Ermittler des deutschen Zollkriminalamts haben in der vergangenen Woche 15 Wohn- und Geschäftsräume der Firma Finfisher im In- und Ausland durchsucht. Dies berichtet 'BR24'. Die Staatsanwaltschaft München ermittle wegen "des Verdachts des Verstosses gegen das Aussenwirtschaftsgesetz gegen Geschäftsführer und Mitarbeiter der Finfisher GmbH und mindestens zweier weiterer Firmen", sagte eine Sprecherin auf Anfrage von 'BR' und 'NDR'.
Die Gesellschaft für Freiheitsrechte (GFF), Reporter ohne Grenzen, Netzpolitik.org und das European Center for Constitutional and Human Rights werfen dem Unternehmen vor, Spionage-Software ohne Genehmigung an die Türkei geliefert zu haben. Die von Finfisher programmierte Spähsoftware Finspy sei 2017 auf einer türkischen Webseite eingesetzt worden, die als Mobilisierungsforum für die Oppositionsbewegung getarnt war. Damit seien unter anderem Computer und Smartphones der grössten Oppositionspartei CHP ausgespäht worden. Die privaten Organisationen hatten deswegen 2019 Strafanzeige eingereicht.

Finfisher habe eine Parallelstruktur im Ausland aufgebaut

Finfisher darf die Überwachungssoftware Finspy zwar innerhalb der EU weitergeben, seit 2015 jedoch nur nach Genehmigung in Nicht-EU-Staaten. Recherchen von 'NDR' und 'BR' würden nun zeigen, dass Finfisher-Manager offenbar eine Art Parallelstruktur im Ausland aufgebaut haben könnten, um Export-Einschränkungen zu umgehen.
"Daten aus dem Handelsregister Malaysias belegen, dass Stephan Oelkers, einer der Geschäftsmänner hinter Finfisher, im Jahr 2015 dort eine Firma mit dem Namen Raedarius M8 Limited gegründet hatte.
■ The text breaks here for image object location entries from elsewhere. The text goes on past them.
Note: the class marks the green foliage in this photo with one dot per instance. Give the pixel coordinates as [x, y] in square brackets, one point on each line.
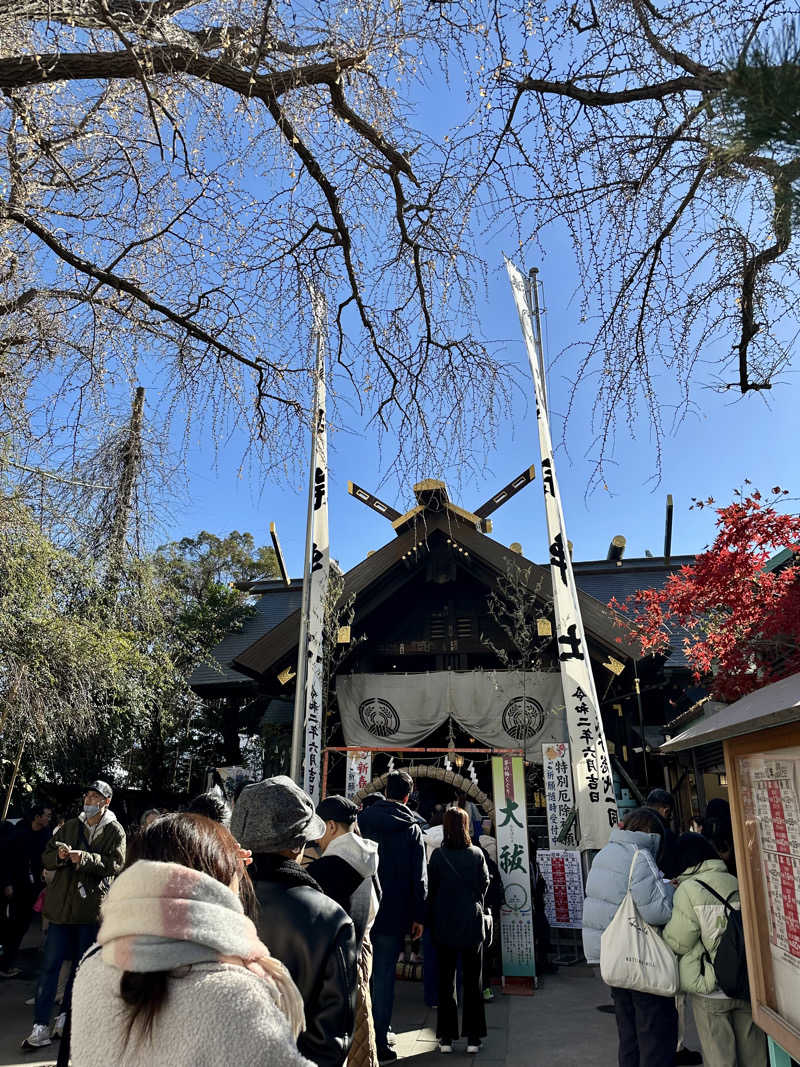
[97, 686]
[763, 95]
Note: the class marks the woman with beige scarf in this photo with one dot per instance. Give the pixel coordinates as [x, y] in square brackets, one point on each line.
[179, 977]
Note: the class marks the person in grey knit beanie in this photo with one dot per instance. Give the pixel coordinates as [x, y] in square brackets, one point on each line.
[303, 927]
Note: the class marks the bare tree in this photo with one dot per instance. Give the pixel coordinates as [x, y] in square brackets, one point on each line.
[619, 120]
[174, 169]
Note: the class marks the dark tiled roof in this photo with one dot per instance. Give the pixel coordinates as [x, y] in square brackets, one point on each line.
[271, 608]
[601, 623]
[605, 580]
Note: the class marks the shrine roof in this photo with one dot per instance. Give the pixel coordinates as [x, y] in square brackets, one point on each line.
[275, 603]
[602, 624]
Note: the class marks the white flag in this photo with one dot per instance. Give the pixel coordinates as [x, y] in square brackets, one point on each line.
[596, 802]
[320, 569]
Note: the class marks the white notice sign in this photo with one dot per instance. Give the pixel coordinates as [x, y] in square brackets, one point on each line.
[559, 793]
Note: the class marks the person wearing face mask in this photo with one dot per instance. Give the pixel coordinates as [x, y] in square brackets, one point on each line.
[85, 854]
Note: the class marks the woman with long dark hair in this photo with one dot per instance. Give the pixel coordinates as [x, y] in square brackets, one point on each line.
[458, 880]
[646, 1024]
[178, 976]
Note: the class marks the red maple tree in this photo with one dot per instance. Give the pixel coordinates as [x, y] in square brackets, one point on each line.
[740, 622]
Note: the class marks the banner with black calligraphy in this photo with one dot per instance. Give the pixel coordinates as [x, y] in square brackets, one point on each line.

Zum Geschäftszweck gehörten unter anderem 'Lösungen im Bereich der Kommunikations- und Informationstechnologie' und 'Vertrieb und Verkauf'", so 'BR24'.
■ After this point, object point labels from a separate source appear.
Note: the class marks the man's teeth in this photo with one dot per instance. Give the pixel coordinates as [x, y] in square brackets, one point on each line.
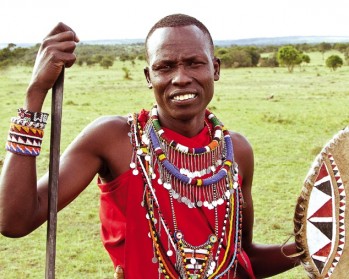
[184, 97]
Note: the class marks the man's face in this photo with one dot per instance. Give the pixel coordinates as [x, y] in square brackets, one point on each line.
[182, 71]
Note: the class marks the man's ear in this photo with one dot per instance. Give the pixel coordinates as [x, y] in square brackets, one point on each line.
[217, 68]
[147, 77]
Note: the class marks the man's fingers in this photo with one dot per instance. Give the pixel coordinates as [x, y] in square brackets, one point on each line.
[62, 28]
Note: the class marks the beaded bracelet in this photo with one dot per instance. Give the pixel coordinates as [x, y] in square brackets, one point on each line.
[26, 133]
[37, 117]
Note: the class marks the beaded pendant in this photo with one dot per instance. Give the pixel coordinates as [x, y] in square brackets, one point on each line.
[211, 182]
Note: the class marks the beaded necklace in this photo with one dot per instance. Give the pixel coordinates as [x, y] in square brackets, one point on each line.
[158, 158]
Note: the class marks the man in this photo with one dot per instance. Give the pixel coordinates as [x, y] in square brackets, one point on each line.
[175, 184]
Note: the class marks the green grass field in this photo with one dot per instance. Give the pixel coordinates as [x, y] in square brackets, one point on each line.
[286, 117]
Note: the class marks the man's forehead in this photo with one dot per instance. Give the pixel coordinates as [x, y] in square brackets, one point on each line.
[171, 35]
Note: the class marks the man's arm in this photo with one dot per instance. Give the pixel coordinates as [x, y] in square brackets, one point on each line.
[23, 201]
[267, 260]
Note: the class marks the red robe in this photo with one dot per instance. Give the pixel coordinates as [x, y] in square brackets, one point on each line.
[125, 229]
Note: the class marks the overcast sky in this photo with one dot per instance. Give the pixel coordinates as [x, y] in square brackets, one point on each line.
[28, 21]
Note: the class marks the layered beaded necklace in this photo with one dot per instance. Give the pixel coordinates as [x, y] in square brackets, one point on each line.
[197, 177]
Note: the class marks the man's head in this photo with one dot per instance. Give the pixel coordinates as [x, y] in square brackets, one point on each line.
[182, 68]
[178, 20]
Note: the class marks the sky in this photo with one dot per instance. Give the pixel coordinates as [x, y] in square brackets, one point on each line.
[29, 21]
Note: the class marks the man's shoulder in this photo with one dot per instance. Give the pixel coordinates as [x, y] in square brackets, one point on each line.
[109, 125]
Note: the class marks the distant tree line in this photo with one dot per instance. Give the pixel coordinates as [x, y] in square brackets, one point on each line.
[231, 56]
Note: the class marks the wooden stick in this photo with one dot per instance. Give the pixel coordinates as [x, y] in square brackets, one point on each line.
[56, 120]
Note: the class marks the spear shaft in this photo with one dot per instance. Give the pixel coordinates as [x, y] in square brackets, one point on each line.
[55, 139]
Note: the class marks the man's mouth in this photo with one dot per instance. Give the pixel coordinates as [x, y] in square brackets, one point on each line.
[184, 97]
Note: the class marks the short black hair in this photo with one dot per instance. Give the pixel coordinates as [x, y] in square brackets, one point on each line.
[178, 20]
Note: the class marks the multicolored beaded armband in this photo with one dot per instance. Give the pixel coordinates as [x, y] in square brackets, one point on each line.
[26, 133]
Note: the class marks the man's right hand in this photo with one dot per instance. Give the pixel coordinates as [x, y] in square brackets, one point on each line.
[56, 51]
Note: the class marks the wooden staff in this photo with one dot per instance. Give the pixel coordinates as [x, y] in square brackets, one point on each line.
[56, 120]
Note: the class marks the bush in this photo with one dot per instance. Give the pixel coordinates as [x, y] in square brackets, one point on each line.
[334, 62]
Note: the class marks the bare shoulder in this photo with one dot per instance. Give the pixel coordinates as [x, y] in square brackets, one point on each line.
[243, 154]
[108, 138]
[241, 145]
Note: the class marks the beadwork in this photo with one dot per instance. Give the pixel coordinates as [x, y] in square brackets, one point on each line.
[26, 133]
[219, 185]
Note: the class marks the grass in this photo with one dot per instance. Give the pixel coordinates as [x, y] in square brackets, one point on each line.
[286, 117]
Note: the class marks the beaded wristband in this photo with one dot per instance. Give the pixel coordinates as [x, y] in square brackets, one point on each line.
[26, 133]
[37, 117]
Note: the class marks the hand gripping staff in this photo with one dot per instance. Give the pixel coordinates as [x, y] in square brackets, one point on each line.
[56, 120]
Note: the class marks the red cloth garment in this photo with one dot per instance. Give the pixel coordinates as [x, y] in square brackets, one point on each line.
[125, 229]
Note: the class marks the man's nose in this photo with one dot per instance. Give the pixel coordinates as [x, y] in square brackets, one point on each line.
[181, 76]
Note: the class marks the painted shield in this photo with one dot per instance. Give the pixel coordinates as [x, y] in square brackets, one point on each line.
[321, 216]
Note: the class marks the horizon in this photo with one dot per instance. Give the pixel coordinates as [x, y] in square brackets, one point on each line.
[257, 40]
[30, 21]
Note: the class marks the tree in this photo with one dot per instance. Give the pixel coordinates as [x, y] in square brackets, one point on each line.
[106, 62]
[289, 56]
[334, 62]
[323, 47]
Überwachungssoftware nach Brasilien geliefert

Im Jahr 2019 habe die Regierung von Jair Bolsonaro in Brasilien Überwachungssoftware im Wert von 850'000 US-Dollar bei Raedarius M8 gekauft. In verschiedenen Firmen-Datenbanken würden sich zudem Spuren zu weiteren Raedarius-M8-Firmen finden: eine gleichnamige Firma in Bulgarien, je eine mit leicht anderem Namen in Pakistan und Dubai.
'BR' und 'NDR' hätten ausführliche Anfragen an Finfisher und Raedarius M8 geschickt, aber keine Antworten erhalten. Unklar sei derzeit deshalb auch, ob der Quellcode der Software im Rahmen der Durchsuchungen übergeben wurde, wie eine mit dem Fall vertraute Person berichtet habe.